Other than in-home espionage, the story is typical white American family privilege and angst. Suffering, outside of the divorce and newly forming relationships, manifests in a slightly receding economic orbit for the mom post-divorce, but frankly not much else. Far from tragic in the scheme of things. Especially if your schema is living in war torn countries overseas, in countries with oppressive governments or cultures, or in economically deprived and racially divided regions of this country. The new man in the mother’s life lies in a despicable way. But let’s face it. A verbal bomb isn’t much like a real bomb. Everything that happens in this story happened yesterday to a few million young American men and their families, and will again tomorrow.
But Simpson’s stories read with ease. Casebook reminds me of a very popular book from my youth, Harriet the Spy (Louise Fitzhugh), which in less direct terms, deals with many of the same issues and from a similar perspective. Perhaps that is the clue as to its appeal for me. I loved Harriet the Spy. I was sucker for books about New York City (The Catcher in the Rye, The Godfather) way before I ever got there (in 1974). In many ways, this is a version for the next century, as Fitzhugh’s classic came out in 1964, but mostly for adults. And that is the one troubling issue with Casebook. This narrator is able to feel and interpret and express way beyond his age, at least what I would conceive of for that age. Then again, maybe that’s how much the world has changed, I can’t fathom a boy at this age being so worldly, or so blase about things like sex and his parents.
I seem to remember thinking the same thing of Holden Caulfield and Harriet. Perhaps the narrator is telling the story about his earlier years at a much later point in time and therefore he is entitled to add some worldliness. In other words, he is narrating a story, not journaling. Does a teenage boy, not portrayed as academically superior, know what disyllabic means? This one does. Maybe it’s not so logical, but I like the narrator anyway.
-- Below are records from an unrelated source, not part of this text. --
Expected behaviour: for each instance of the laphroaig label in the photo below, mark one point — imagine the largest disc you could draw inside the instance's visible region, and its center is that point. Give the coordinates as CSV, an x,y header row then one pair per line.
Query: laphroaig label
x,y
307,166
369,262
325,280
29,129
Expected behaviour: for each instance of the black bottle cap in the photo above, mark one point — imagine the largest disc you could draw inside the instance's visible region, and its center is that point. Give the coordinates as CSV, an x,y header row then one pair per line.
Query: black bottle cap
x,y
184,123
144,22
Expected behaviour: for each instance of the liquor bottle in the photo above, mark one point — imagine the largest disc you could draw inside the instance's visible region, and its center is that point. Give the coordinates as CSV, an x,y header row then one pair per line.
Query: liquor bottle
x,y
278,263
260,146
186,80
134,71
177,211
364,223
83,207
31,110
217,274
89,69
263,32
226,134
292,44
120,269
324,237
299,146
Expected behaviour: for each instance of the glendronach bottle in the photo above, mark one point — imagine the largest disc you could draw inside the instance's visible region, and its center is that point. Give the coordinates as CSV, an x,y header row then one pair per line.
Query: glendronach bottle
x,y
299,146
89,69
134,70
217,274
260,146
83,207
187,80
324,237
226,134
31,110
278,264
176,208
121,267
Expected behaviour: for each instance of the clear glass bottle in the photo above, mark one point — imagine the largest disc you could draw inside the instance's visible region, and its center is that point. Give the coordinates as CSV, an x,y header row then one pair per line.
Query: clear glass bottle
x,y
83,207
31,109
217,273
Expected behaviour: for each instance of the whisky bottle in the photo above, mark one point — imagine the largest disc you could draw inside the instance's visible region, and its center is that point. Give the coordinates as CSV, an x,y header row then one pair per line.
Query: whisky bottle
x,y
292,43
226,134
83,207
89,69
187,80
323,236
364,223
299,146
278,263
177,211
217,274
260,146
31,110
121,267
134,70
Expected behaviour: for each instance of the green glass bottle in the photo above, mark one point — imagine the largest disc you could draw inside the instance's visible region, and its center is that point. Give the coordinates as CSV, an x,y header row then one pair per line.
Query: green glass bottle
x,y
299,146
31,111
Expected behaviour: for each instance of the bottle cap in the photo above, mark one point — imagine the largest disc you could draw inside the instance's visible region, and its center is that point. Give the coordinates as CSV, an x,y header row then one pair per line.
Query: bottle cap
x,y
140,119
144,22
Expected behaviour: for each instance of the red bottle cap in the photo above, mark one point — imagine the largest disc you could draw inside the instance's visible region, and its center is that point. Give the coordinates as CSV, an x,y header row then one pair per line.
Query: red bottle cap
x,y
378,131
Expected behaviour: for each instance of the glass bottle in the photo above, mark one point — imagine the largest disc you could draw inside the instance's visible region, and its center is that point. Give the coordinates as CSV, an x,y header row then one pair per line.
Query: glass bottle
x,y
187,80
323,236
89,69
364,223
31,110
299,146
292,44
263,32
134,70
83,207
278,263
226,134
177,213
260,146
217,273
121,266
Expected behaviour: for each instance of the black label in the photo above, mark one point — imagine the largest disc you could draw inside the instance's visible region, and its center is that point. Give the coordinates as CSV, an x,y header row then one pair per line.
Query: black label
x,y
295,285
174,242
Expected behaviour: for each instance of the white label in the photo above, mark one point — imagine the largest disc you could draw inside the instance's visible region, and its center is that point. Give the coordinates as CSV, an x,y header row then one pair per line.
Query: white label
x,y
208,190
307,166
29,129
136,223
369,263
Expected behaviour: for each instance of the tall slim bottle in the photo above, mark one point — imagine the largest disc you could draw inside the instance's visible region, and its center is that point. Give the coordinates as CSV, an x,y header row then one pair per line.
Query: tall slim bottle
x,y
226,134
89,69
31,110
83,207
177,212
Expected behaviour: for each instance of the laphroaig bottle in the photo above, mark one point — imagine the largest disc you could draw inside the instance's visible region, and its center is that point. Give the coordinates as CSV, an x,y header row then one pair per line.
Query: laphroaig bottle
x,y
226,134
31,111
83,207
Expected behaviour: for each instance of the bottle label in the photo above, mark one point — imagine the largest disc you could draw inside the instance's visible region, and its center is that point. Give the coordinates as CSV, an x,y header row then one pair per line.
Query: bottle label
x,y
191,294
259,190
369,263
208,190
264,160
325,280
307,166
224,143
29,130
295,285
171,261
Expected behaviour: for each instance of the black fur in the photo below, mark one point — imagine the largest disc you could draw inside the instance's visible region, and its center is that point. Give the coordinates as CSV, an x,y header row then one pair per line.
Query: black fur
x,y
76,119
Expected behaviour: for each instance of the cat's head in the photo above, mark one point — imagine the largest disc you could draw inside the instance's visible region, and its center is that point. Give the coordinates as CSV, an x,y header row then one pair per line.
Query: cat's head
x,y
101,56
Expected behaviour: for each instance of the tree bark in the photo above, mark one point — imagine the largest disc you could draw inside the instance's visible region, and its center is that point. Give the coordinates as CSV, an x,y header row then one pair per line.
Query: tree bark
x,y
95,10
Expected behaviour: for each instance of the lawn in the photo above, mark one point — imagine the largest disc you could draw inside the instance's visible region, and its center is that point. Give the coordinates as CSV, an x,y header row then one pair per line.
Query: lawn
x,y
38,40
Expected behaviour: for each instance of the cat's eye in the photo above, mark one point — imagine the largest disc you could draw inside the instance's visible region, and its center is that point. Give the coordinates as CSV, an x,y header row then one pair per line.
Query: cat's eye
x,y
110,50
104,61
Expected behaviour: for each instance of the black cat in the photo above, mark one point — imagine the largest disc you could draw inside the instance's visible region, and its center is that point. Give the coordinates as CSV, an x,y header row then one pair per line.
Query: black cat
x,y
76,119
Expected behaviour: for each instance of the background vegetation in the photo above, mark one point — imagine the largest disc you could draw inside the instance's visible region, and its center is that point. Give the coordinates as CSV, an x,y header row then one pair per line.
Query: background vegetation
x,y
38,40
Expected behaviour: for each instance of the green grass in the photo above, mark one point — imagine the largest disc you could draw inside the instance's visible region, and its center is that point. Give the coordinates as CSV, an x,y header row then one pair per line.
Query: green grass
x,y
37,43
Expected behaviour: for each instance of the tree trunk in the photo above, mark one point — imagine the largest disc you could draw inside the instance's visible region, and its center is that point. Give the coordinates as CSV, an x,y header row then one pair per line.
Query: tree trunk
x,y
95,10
Another strange thing for an experienced contemporary female novelist: The female characters are relatively two dimensional, but then again, we see through the eyes of this adolescent narrator, so that may be authenticity rather than character defect.
Anyway, there’s something warm about Simpson’s writing. Cozy. Commanding. The story never gets out of hand. It’s tightly controlled. It’s not too long or too short. No long-winded passages demonstrating literary pyrotechnics. Somehow, in the course of 300+ pages, I felt I had born witness to the maturing of Miles Adler, the narrator. His arc is clear, in the midst of his parents’ divorce, modern grappling with sexual identity, a close-knit group of his parents friends (whose kids are his friends). The kid turns out just fine. Thousands of course do every week, but I still found it reassuring. It’s more about how Miles seeks to exert some control over family events out of his control. His methods may seem shady for an adult, but come off as precocious for a kid.
And there is something comforting about Simpson herself as an author. For me. I read Anywhere But Here in the early 1980s. It was one of the first books I found when I began searching for (1) books by new contemporary authors that were not part of a syllabus, (2) books which no longer were reflecting my age and circumstances (Catcher in the Rye; This Side of Paradise; KinFlicks; Bright Lights, Big City; and others), and (3) books by and about women and their struggles. So it was instructive to read how Simpson would capture a male protagonist, a young ‘un at that.